I believe the "C" language is the core of our current mess. But people are so used to it that they don't even see it. I'm currently working with a guy who managed 5,000 programmers at AT&T and who is a crack programmer himself and he agrees with me. If all you have is a 75 tool pocket knife and what you really need is a hammer....

As an old timer, I must say that a lot of it is because most programmers these days do not understand the underlying iron. Nor do they understand, nor can they anticipate (other than in a very general way) what the compiler will be doing to their code. "C" is not really conducive to building short well tested fragments as all design books these days tell you is the right way to build code.

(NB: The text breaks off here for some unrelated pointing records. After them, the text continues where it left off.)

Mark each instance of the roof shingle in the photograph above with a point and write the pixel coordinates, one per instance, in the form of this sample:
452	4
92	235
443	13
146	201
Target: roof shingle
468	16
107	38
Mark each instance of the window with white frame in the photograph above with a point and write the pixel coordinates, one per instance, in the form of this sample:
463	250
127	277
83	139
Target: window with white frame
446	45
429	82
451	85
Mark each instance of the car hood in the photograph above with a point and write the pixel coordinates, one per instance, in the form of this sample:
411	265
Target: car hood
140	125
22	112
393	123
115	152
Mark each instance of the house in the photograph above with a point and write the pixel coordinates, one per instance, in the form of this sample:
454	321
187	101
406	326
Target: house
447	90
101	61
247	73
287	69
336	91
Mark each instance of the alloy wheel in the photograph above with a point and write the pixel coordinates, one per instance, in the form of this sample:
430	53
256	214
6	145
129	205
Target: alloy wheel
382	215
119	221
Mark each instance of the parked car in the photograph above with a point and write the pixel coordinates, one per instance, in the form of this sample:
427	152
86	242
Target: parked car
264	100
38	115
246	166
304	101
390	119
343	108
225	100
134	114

And argument passing in "C" is clumsy.

The former AT&T guy and I agree that there is probably no way to fix the vast mass of programming out there. Or change the way things are generally done. We are stuck with things as they are. But we both feel that it might be possible to do something for small projects. With the hope that those ideas eventually percolate "up" into the big stuff.

To get unity of design it is generally agreed that "Cathedral" projects should have one or at most two architects. It is how you get beauty and a clean design. "Designed by a committee" is an epithet. The original "C" design team had two architects. In that case one too many. "C" is not a cathedral. It is a bizarre. You have to build a "prototype" nearly identical to your code so the compiler will understand what to do. Really?

I posted some of these ideas to the thread and a commenter agreed with me:

I totally agree with above comment. The problem is in the use of "C".

Will we find an answer to all this? Not until the architects start looking for new tools.

Engineering is the art of making what you want from what you can get at a profit.